Even the flinty Greek Heraclitus, who trusted almost nothing, left this fragment glowing:
ἄνθρωπος ἐν εὐφρόνῃ φάος ἅπτεται ἑαυτῷ Ánthrōpos en euphrónēi pháos háptetai heautôi — “In the night, a man kindles a light for himself.” (DK B26)
The Greeks called night euphrónē — literally, the kindly-minded one. What a correction to our vocabulary of dread. And so a further practice reveals itself, subtler than any regimen: the mending of one’s relationship with night itself. Some do it through prayer, some through a page of something gentle, some through the deliberate forgiving of the day’s debtors — for resentment is caffeine of the soul, and no one sleeps well while holding court. The Buddhists offer mettā at bedtime, the sending of goodwill outward in widening rings, beginning with oneself; it works not as magic but as disarmament. A heart that has wished the world well has, for the moment, no enemies to guard against, and a guard with no enemies may finally sit down.
Tagore, who understood the economy of the spirit better than most economists understand coin, put the whole matter in a single breath in Stray Birds: rest, he said, belongs to work as eyelids belong to eyes. Not opposite to the work. Not a theft from it. Its lid, its guardian, its completion.

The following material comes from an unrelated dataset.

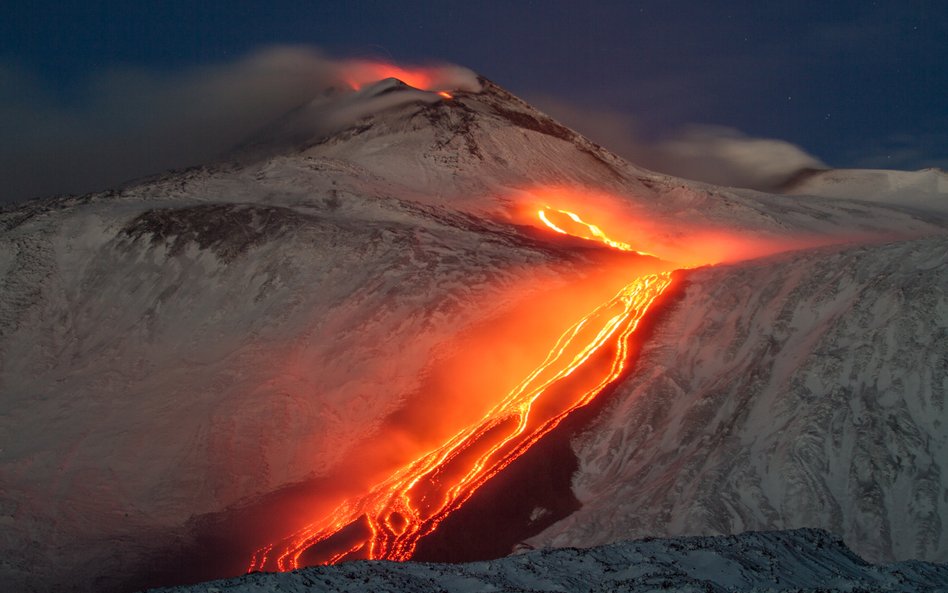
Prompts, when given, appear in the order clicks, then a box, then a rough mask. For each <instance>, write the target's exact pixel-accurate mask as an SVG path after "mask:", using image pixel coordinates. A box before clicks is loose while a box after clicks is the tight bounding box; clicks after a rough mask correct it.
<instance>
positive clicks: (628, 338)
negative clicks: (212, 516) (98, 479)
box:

What Mbok Rara Did Not Say
Harsa stayed by the spring until the first stars opened. Walking home, he understood that the old woman had answered his question by refusing its verb. He had asked what she did to sleep, and she had shown him water doing nothing with its whole heart.

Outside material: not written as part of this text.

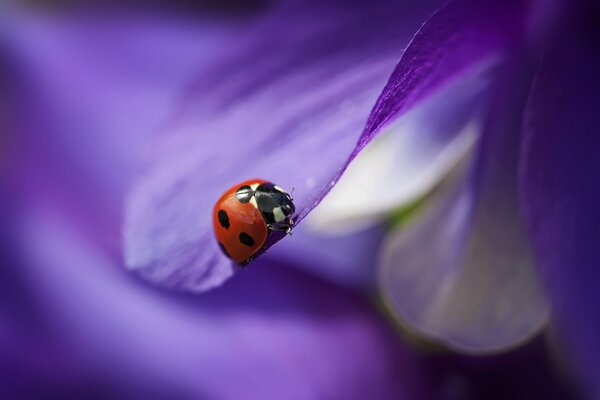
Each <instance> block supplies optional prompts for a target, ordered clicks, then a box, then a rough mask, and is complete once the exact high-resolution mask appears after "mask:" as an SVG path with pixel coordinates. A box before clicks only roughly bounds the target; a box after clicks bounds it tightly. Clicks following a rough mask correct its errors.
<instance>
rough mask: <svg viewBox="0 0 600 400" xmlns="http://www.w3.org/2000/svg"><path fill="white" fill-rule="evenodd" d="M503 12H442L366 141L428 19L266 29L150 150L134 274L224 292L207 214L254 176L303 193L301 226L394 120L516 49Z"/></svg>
mask: <svg viewBox="0 0 600 400" xmlns="http://www.w3.org/2000/svg"><path fill="white" fill-rule="evenodd" d="M505 3H506V4H505ZM505 3H503V5H502V6H496V5H495V4H496V3H494V5H487V3H486V4H484V5H482V3H481V2H478V1H456V2H451V3H449V4H448V5H447V6H445V7H444V8H443V9H442V10H441V11H439V12H438V13H436V14H435V15H434V16H433V17H432V18H431V19H430V20H429V21H428V23H427V24H426V25H424V26H423V27H422V28H421V30H420V31H419V33H418V34H417V35H416V36H415V38H414V40H413V42H412V44H411V45H410V46H409V47H408V49H407V53H406V54H405V56H404V57H403V58H402V60H401V62H400V64H398V66H397V67H396V70H395V72H394V73H393V74H392V77H391V78H390V80H389V82H388V85H387V86H386V88H385V89H384V92H383V94H382V95H381V96H380V100H379V101H378V102H377V105H376V107H375V110H374V111H373V113H371V117H370V118H369V123H368V124H367V128H366V130H364V133H363V135H362V136H361V138H360V140H359V142H358V144H356V140H357V139H358V132H360V131H361V128H362V125H363V123H364V121H365V120H367V117H368V111H369V109H370V108H371V105H372V104H373V103H374V100H375V98H376V96H377V92H378V90H377V88H378V87H381V86H383V85H382V82H383V80H384V79H385V78H386V76H387V74H388V73H389V71H390V69H391V63H392V62H393V60H394V59H395V58H396V57H397V55H398V54H400V52H401V49H402V48H403V44H404V41H403V40H402V38H403V37H407V34H408V32H410V31H411V30H410V27H411V26H414V25H415V21H418V18H416V17H418V16H419V15H420V13H419V12H417V11H419V10H415V8H414V4H411V5H410V6H409V5H405V4H400V5H399V4H397V3H393V4H387V3H386V2H381V3H380V2H377V3H375V4H373V3H368V4H367V7H365V4H364V3H361V2H358V3H352V5H350V6H349V5H348V4H346V3H344V4H343V5H339V4H335V2H331V3H329V2H327V3H319V4H313V5H312V6H311V7H298V5H295V6H292V7H291V9H290V8H284V9H283V10H280V11H279V12H278V13H275V14H274V15H272V16H271V18H268V19H266V20H264V21H262V22H261V24H260V25H259V26H257V28H255V29H254V30H252V31H250V32H248V33H246V34H245V35H244V38H245V40H241V41H240V42H237V43H236V44H235V45H232V47H229V48H227V53H226V54H225V55H224V56H223V58H221V59H218V60H216V61H215V65H216V67H215V69H214V70H209V71H206V72H205V73H204V74H203V75H202V77H201V79H200V80H199V81H198V82H197V84H196V85H194V86H193V87H192V89H191V90H190V92H189V93H188V96H187V97H185V98H184V105H185V110H184V112H182V113H180V114H179V115H178V116H177V118H175V122H174V123H173V124H172V125H171V126H170V127H168V128H166V129H165V132H166V133H168V135H167V136H168V138H167V139H166V140H165V141H162V142H160V145H157V146H155V147H154V152H153V154H152V155H151V158H150V163H149V168H148V170H147V171H146V172H145V173H144V175H143V176H142V177H141V178H140V179H139V181H138V183H137V185H136V186H135V188H134V189H133V190H132V192H131V195H130V197H129V202H128V205H127V223H126V226H125V249H126V264H127V265H128V267H129V268H130V269H132V270H135V271H138V272H139V273H141V274H142V275H143V276H144V277H146V278H148V279H150V280H152V281H155V282H159V283H161V284H163V285H166V286H171V287H177V288H182V289H186V290H193V291H203V290H207V289H210V288H212V287H214V286H216V285H219V284H221V283H222V282H223V281H225V280H226V279H227V278H229V277H230V276H231V275H232V274H233V272H234V269H235V267H234V266H233V265H232V264H231V263H230V262H229V261H228V260H227V259H226V258H225V257H224V256H223V255H222V254H221V252H220V250H219V248H218V246H217V244H216V242H215V240H214V239H213V237H212V229H211V224H210V212H211V209H212V206H213V202H214V201H215V199H217V198H218V197H219V195H220V194H221V193H222V192H223V191H224V190H225V189H226V188H227V187H229V186H231V185H232V184H234V183H235V182H239V181H242V180H244V179H246V178H249V177H252V176H257V177H262V178H265V179H269V180H272V181H274V182H277V183H278V184H280V185H281V186H284V187H288V188H291V187H295V188H296V192H295V197H296V199H295V201H296V203H297V210H298V218H297V219H298V221H299V220H301V219H302V218H303V217H304V216H306V215H307V214H308V212H309V211H310V210H311V209H312V208H313V207H315V206H316V205H317V204H318V203H319V201H320V200H321V199H322V198H323V197H324V196H325V194H326V193H327V192H328V191H329V189H330V188H331V187H333V186H334V185H335V183H336V181H337V180H338V179H339V177H340V176H341V174H342V173H343V171H344V170H345V168H346V167H347V165H348V164H349V163H350V161H351V160H352V159H353V158H354V157H355V156H356V155H357V154H358V153H359V151H360V150H361V149H362V148H363V147H364V146H365V145H366V143H367V142H368V141H369V140H370V139H371V138H373V137H374V136H375V134H376V133H377V131H378V130H379V128H381V126H382V125H383V124H384V123H385V122H386V121H388V120H390V119H391V118H392V117H394V116H396V115H399V114H400V113H402V112H404V111H406V110H408V109H409V108H410V107H412V106H413V105H414V104H415V103H416V102H417V101H419V100H420V99H422V98H423V97H425V96H426V95H428V94H429V93H431V92H433V91H434V90H435V89H436V88H438V87H439V86H441V85H443V84H444V83H446V82H448V81H449V80H450V79H451V78H453V77H455V76H458V75H459V74H460V73H462V72H465V71H467V70H468V69H469V68H471V67H474V66H475V65H476V64H477V63H479V62H482V61H483V60H484V59H486V57H488V56H492V55H494V54H497V52H498V51H500V50H501V49H502V48H503V47H504V46H506V45H507V44H508V43H509V42H510V40H511V38H512V37H513V34H514V33H515V30H518V28H519V27H520V23H521V19H522V18H523V13H522V11H523V9H522V8H519V7H525V5H523V3H522V2H516V3H518V6H515V4H513V3H512V2H505ZM504 4H505V5H504ZM313 7H314V8H313ZM425 8H426V7H425ZM415 16H416V17H415ZM283 33H285V34H283ZM353 132H355V133H356V136H355V135H353V134H352V133H353ZM349 154H350V157H349V158H348V155H349ZM282 236H283V235H272V238H271V239H272V240H271V241H270V242H269V243H268V245H267V247H268V246H269V245H272V244H273V243H275V242H276V241H277V240H279V239H281V238H282Z"/></svg>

That night he kept a small accounting by his lamp — three questions, three answers, one closing of the book. He set his ledgers in the other room, where the day lives. He let the lamp die early and lay in the honest dark, and when the old worries arrived, he greeted them like travelers who had come to the wrong house, courteously, without offering them a mat. He did not command sleep. He made the room hospitable and left the door unlatched.
Sleep came the way the guest of honor comes — last, and without knocking.
Sumeleh: The Javanese Ending
In the language of these hills there is a word the clinics have not yet borrowed: sumeleh — to set oneself down entirely, the way a farmer sets down a full basket at the end of the terraces, not dropping it, not gripping it, but placing it upon the earth and straightening his back. It is kin to nrima ing pandum, the deep acceptance of one’s allotted portion — for the sleepless are often those still bargaining with the day at midnight, refusing to accept that this day, with all its errors, is the day they were given, and it is finished.
And there is eling lan waspada — remembrance and watchfulness — which sounds like the enemy of sleep and is in truth its oldest friend. For the watchfulness it asks of us belongs to the daylight: to live the waking hours so awake — so honestly, so squarely — that nothing is left over for the night shift. The one who was truly present at noon has nothing to rehearse at midnight. Insomnia, seen from this angle, is often the day’s unlived remainder, presenting its bill.
So what do people do to improve their sleep? They keep faithful hours, as the body’s old farmer begs them to. They abolish the false suns of evening and let dusk be dusk. They cool and darken the antechamber and keep it holy to its single purpose. They bury each day with a short, honest ceremony and do not exhume it. They forgive, because resentment stands guard all night without wages. And beneath all of these, they practice the one thing that cannot be listed, because it is not a doing at all: they learn, like water at evening, like a basket set upon the earth, to sumeleh —
to stop holding what was never theirs to hold,
and to discover that the dark was kindly-minded all along, waiting only for them to lie down inside their own life as into a bed long since made.